GRONER, Associate Justice
(dissenting).
I am unable to agree, and I shall state the reasons of my dissent briefly.
The question at issue is controlled by the provisions of section 219 of the Revenue Act of 1921 (42 Stat. 246). Subdivision (d) of that section imposes a tax on the net income of each beneficiary of an estate or trust received in the taxable year “whieh, pursuant to the instrument or order governing the distribution, is distributable to such beneficiary, whether distributed or not. * * * ”
Fairly construed, I think it cannot be doubted that the true test of liability depends upon whether the income is distributable. If it is, it is taxable whether received or not.
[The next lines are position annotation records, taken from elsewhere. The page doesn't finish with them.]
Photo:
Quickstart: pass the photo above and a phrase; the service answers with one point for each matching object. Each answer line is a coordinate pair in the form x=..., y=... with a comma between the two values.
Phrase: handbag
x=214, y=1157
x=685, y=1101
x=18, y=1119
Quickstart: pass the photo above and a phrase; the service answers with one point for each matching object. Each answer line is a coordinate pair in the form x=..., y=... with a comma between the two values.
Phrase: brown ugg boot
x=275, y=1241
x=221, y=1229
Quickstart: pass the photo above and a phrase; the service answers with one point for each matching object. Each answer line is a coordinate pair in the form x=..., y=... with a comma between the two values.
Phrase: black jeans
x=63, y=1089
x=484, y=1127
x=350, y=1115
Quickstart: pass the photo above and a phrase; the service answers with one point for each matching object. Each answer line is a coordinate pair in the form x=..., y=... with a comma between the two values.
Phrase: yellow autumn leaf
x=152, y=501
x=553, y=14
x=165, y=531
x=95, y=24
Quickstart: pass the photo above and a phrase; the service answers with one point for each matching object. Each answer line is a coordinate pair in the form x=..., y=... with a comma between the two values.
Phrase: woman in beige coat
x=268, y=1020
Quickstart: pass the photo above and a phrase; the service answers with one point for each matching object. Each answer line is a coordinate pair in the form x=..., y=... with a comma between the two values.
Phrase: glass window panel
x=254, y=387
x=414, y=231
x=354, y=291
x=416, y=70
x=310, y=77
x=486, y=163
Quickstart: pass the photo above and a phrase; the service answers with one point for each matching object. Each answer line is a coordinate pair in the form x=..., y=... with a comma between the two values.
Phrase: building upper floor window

If it is not, it would seem to me to follow that it is nontaxable, even though received, as, for instance by mistake. If I have correctly stated the rule, then it follows that in this case the decision would turn on the question whether the income sought to be taxed was properly distributable to the taxpayer.
In Whitcomb v. Blair, referred to in the opinion of the court, there was agreement between both parties that the taxpayer was entitled to the sums received and taxed, and on that basis we held the taxpayer was “in fact and in law” entitled to receive the income whieh was taxed. After our decision, two of the remaindermen filed timely objections to the trustee’s account. The superior court of California having jurisdiction of the trust, all parties in interest being then before the court, entered a decree charging the beneficiaries, including taxpayer, in the amount of $622,000 on the ground that that amount, representing depreciation for the years 1913 to 1927, had been unlawfully paid to them by the trustee, and also directing the trustee to withhold annually thereafter for depreciation a reasonable and proper amount from the income of the trust property. One of the beneficiaries paid in cash his share of the amount required to be returned to the trustee, but the others, including taxpayer, gave the trustee their notes bearing interest and payable at the termination of the trust. The acceptance of the notes was apparently with the consent of the remaindermen.
The case, therefore, is one in whieh a state court having jurisdiction of the estate and of the parties has decreed that the taxpayer was not entitled to certain portions of the income received by her over a period of years, including the year involved here, and that the sum so improperly received should be returned to the trustee, and the court’s order has been obeyed. If, therefore, the statute taxes only the income properly received, and if the final decree of the state court is in accordance with the California law, as I think it is, and is therefore conclusive and binding, as it seems to me it is (Keith v. Johnson, 271 U. S. 1-8, 46 S. Ct. 415, 70 L. Ed. 795), it would follow necessarily that the *809final decree of that court forecloses the question.
In this aspect there remains only the question whether the decree of the state court was obtained in a eollusive suit. There is nothing in the record to sustain a contention of that sort.
I think, therefore, the decision of the Board of Tax Appeals should be affirmed.